А усталые глаза матери спрашивали: «Ради кого ты покидаешь меня?»

Его душа снова почувствовала влечение к далекому дому, склоняясь неожиданно перед печальными образами, как дерево гнется под порывами бури. И тайное решение, принятое им во мраке в объятиях Ипполиты, поколебалось под влиянием какого-то непонятного предупреждения, когда он увидел мысленно закрытую дверь в комнату, где стояла кровать Димитрия, и надгробную часовню в углу кладбища, хранимого величественной голубой тенью родных гор.

Но Ипполита говорила без умолку, неосторожно предаваясь как иногда и прежде, своим домашним воспоминаниям. Джиорджио стал прислушиваться к ее словам и с болью в сердце заметил некоторые вульгарные линии рта, появлявшиеся у нее, когда она увлекалась рассказом, и особенное движение, свойственное ей, когда она разгорячалась; это движение было настолько вульгарно, что, казалось, даже не принадлежало ей.

— Ты один раз видел мою мать на улице, помнишь? — говорила она. — Какая разница между отцом и матерью! Отец был всегда добр и нежен с нами и не способен бить или грубо бранить нас.

Она остановилась, может быть, потому, что заметила на лице Джиорджио выражение тоски и неудовольствия.

— Тебе надоедают мои сплетни, не правда ли?

— Нет, нет, продолжай, пожалуйста. Разве ты не видишь, что я слушаю?

— Мы жили тогда в Рипетта, в доме неких Анджелини, с которыми мы близко сошлись.
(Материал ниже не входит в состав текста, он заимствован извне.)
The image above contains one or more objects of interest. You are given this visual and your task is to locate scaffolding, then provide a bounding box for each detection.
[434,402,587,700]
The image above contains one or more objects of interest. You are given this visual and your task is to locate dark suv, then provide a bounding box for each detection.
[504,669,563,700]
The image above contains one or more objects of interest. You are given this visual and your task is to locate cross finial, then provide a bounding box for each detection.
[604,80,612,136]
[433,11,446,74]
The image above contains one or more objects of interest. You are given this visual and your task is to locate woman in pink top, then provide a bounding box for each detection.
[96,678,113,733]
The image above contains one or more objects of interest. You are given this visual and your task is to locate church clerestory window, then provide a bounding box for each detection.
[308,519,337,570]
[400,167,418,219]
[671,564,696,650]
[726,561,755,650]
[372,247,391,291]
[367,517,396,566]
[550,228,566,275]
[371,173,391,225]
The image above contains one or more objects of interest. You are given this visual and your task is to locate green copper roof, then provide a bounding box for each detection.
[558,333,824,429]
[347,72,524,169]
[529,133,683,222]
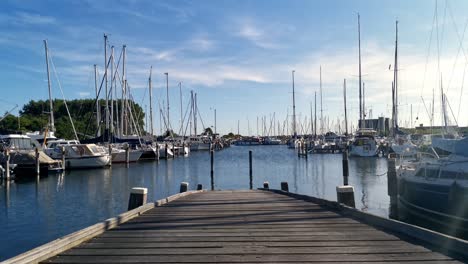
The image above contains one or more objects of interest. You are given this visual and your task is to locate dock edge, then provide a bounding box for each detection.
[1,190,205,264]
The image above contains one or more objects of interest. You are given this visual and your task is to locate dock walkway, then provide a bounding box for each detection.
[44,191,456,263]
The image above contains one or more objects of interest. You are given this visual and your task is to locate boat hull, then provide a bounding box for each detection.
[112,151,142,163]
[65,155,110,170]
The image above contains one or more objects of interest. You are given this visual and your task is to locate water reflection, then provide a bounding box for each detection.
[0,146,390,258]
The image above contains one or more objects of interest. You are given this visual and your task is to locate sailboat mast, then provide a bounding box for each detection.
[148,66,154,136]
[362,83,366,128]
[310,102,314,135]
[109,46,115,135]
[393,20,398,132]
[320,65,323,134]
[292,70,297,139]
[164,72,171,130]
[44,40,55,132]
[104,34,109,136]
[94,64,101,137]
[343,79,348,136]
[179,82,184,134]
[314,91,317,138]
[120,45,127,136]
[358,13,363,128]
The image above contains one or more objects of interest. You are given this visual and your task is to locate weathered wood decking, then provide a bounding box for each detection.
[44,191,464,263]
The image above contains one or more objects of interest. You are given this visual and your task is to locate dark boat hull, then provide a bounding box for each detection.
[398,179,468,238]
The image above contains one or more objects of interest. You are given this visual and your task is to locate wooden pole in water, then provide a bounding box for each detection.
[35,148,41,175]
[60,146,65,171]
[125,146,130,164]
[249,150,253,190]
[5,149,10,180]
[108,144,112,166]
[342,149,349,185]
[210,150,214,191]
[156,143,160,161]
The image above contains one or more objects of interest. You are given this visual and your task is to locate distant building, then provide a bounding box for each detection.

В нижнем этаже жил Луиджи Серджи, брат моего зятя Джулио, с женой Еудженией. Луиджи был скромный человек, ученый, весь ушедший в науку, а Еуджения была женщина худшего разбора. Несмотря на то, что муж ее много зарабатывал, она заставляла его постоянно влезать в долги. Никто не мог понять, куда она девает деньги. Правда, злые языки уверяли, что этими деньгами она оплачивает своих любовников. Она была страшно безобразна, и ее уродливость делала эти гадкие слухи правдоподобными. Моя сестра, не знаю каким образом, подружилась с этой женщиной и часто спускалась к ней под предлогом прорепетировать французский урок с Луиджи. Мать была очень недовольна этим, так как ее восстановили против Серджи старые девы Анджелини, которые делали вид, будто весьма расположены к семейству Серджи, а на самом деле ненавидели их, как эмигрировавших швейцарцев, и охотно говорили про них дурное. «Позволить, чтобы Адриана бывала в доме падшей женщины!» Строгость матери по отношению к Адриане удвоилась. Надо сказать, что Еуджения поощряла любовь Джулио к Адриане. Джулио часто приезжал по делам из Милана в Рим. Однажды, как раз когда он должен был приехать, моя сестра страшно торопилась сойти вниз. Мама запретила ей двигаться с места. Сестра стояла на своем. Мать ударила ее в споре; они сцепились; сестра укусила ее и помчалась вниз по лестнице. Но в тот момент, как она стучалась в дверь к Серджи, мама налетела на нее, и тут на площадке лестницы произошла ужасная сцена, которой я никогда не забуду. Адриану принесли домой полумертвой. Она заболела, с ней сделались судороги. Мама раскаялась и окружила ее всевозможными заботами; никогда еще она не была так нежна… Через несколько дней, еще не окончательно поправившись, Адриана убежала к Джулио… Впрочем, об этом я уже, кажется, рассказывала тебе.